Backpropagation for Dummies
(work in progress)
Backprop is a common way to train artificial neural networks. To understand ANN it is important to understand backpropagation. The math behind it is not too hard to understand, but the intuitive reading can be somewhat confusing. This is an attempt to make it more easy to understand. I'll keep this as simple as possible, but not simpler.
Basics and terminology
We assume an ordinary neural network with the sigmoid activation function and the standard error function.
x
is the input vector.
w
is the weight vector.
z
is the neuron weighted sum xw
.
s(z)
is the sigmoid output function (1+e^{-z})^{-1}
y
is the neuron output s(z)
j
is the index for a particular neuron.
i
is used as vector index.
E
is the network total output error.
Neuron j
can then be described as;
y_{j} = s(x_{j}w_{j})
Graphical representation of the Neuron
An example artificial neural network
Here is a three layer network with two input units and one output unit. This toy net is able to solve problems like the logical operation Exclusive OR (xor). This operation is often used testing different training algorithms despite of the fact that the xor operation itself is not a task suitable for a neural network to solve.
The evaluation of the network function is from left to right. The blue boxes are the weights. Assert the input values to the input layer (gray), calculate the weighted sum (green) for the following neurons and then apply the output function (yellow). Repeat for all neurons in the layer and then continue with the next layer until all neurons in all layers are done. The answer is now found on the output(s).

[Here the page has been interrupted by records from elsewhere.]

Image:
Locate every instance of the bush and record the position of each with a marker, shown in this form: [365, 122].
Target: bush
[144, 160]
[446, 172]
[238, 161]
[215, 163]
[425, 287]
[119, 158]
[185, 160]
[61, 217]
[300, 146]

Please note that although this network have three layers, only two of those are actually layers of neurons. The input layer do not consists of neurons and have no weights and no output function, but only acts as an input vector to the first hidden layer.
Backward propagation
The error signal we propagate backward in the network represents how fast the network output total error changes with the weighted sum for a particular neuron z_{j}
. Or in other words, δ
is the slope (gradient) of the error surface.
δ_{j} = E'(z_{j})
This is done recursive, and the base case is the output δ
we get by the derivative of the error function with respect to the output value.
- y is the network output
- t is the desired target
The standard error function
E = ½(t-y)^{2}
(sorry about multiple times, trying out some different math formula rendering add-ons)
The base case δ
we seek is the derivative of the error function with respect to the output
First expand it
E(y) = ½(y^{2} - 2ty + t^{2})
Derivative with respect to y
E'(y) = ½(2y - 2t) = y - t
δ_{OUTPUT} = E'(y) = y - t
So our base case δ
is the difference of the output y and the desired target t. This is the first δ
to backward propagate into the output neuron. Take a few seconds to meditate over the fact this is the derivative of the error, and not the error itself.
Here it is shown graphically for the first delta corresponding to the network output. Assume the desired target output is 0.8:
The red is the standard error function and the blue its derivative known as δ
. At the solution 0.8 we see that the error is zero as well as the slope of the error function, i.e. δ
.
To make it more easy to understand the similarity of this last δ
and all the other, I am going to add one "dummy" at the end of the network a little like the dummy input non-neuron units. A simple one-to-one connected with a weight of 1.0 will not change the semantics of the network.
This base case δ
tells us that the network total output error changes proportional with the difference of the actual and desired target output. Now we need to recursively backwards propagate this through the net. The δ
we got so far corresponds to the output itself, not the output neuron. To get the δ
of the output neuron we need to traverse the sigmoid output function backwards. The chain rule tells us we can multiply derivatives with each others to get the composed functions derivative.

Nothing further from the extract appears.